At the very simplest level this is one picaxe and a low pass filter using pwmout. The correct R and C will need to be calculated.
I think it will be the peripheral stuff that will be complex. I'm still trying to get a toy car to move using pwmout (a simple problem that is actually quite complex - latest problem is RF interference from the motors upsetting the picaxe). A car has all sorts of motors plus the hash from the ignition, and you don't want the picaxe giving up the ghost when you wind up the electric windows.
I think at the very least this will need a shielded box with ferrites on all wires going in and out, plus really good power supply filtering. Then you have to consider how things might fail - eg if a picaxe fails then pwmout will go to zero, and what will the engine MCU register that temperature as?

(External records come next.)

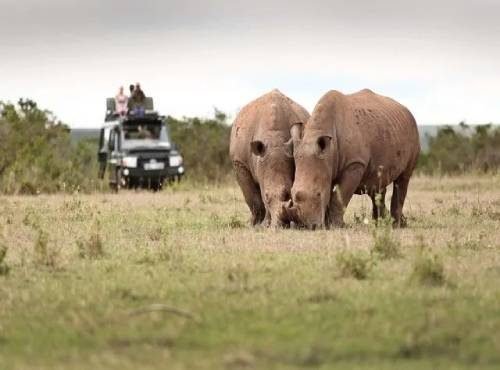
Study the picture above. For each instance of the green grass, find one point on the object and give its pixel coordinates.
(179, 280)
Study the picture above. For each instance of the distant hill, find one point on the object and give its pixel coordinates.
(425, 132)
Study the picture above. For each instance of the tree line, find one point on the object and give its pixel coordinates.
(37, 155)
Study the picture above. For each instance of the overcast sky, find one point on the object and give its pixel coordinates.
(439, 58)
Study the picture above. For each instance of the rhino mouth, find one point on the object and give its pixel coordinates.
(292, 216)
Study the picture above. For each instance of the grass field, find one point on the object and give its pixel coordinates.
(178, 280)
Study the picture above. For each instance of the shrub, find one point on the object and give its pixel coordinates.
(354, 264)
(44, 256)
(385, 245)
(4, 268)
(455, 150)
(92, 248)
(204, 144)
(428, 268)
(37, 155)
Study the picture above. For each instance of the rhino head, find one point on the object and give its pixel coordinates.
(313, 151)
(275, 169)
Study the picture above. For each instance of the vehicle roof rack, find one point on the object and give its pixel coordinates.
(111, 114)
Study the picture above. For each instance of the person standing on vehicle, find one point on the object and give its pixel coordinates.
(138, 100)
(121, 103)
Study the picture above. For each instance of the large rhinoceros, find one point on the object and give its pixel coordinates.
(261, 153)
(358, 143)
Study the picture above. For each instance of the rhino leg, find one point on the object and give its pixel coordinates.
(341, 196)
(378, 204)
(251, 193)
(400, 186)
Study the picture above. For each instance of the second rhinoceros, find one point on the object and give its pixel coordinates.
(358, 143)
(261, 153)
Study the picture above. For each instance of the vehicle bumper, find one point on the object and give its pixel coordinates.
(168, 172)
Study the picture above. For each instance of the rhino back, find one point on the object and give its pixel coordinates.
(387, 130)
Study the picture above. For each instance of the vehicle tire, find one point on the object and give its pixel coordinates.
(115, 180)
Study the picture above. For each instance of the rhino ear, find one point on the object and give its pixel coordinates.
(258, 148)
(289, 148)
(296, 131)
(323, 142)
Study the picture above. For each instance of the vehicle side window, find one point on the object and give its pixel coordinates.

Also programming might be a challenge. If you want to adjust something by +1 you will need to undo the box, pull the picaxe out of a socket, reprogram it and put it back. Or will it be programmed in situ?

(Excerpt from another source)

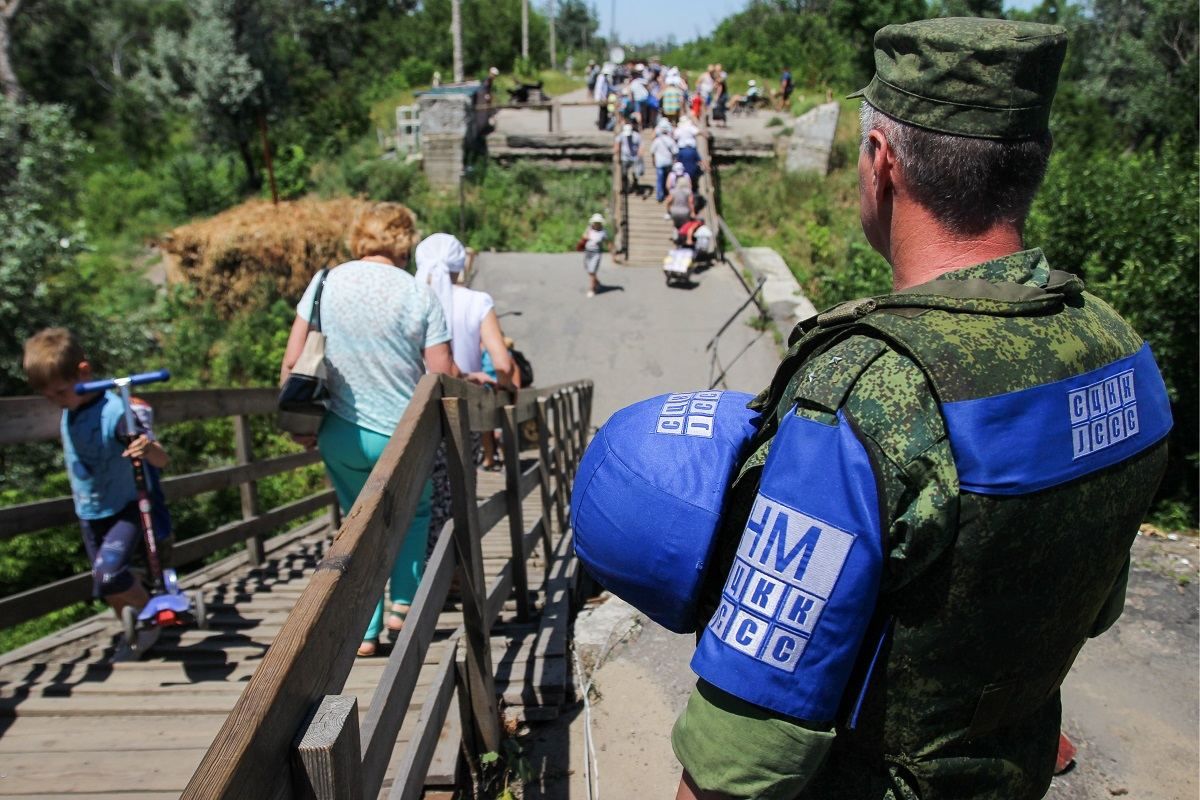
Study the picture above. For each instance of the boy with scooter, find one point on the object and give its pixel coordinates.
(113, 462)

As this is a 'mission critical' application (see Rev Eds comments on that), I'd seriously think about a picaxe sending out an AC 'I'm alive' waveform, which goes via a blocking capacitor into a diode and RC network, thence into a transistor driving 4PDT relay, and if the picaxe isn't producing that waveform the relay drops out and reconnects all the engine MCU wires as they originally were.
I'm sure this can all be done but it would be well worth getting a testbed circuit working on the bench before cutting any wires in the engine.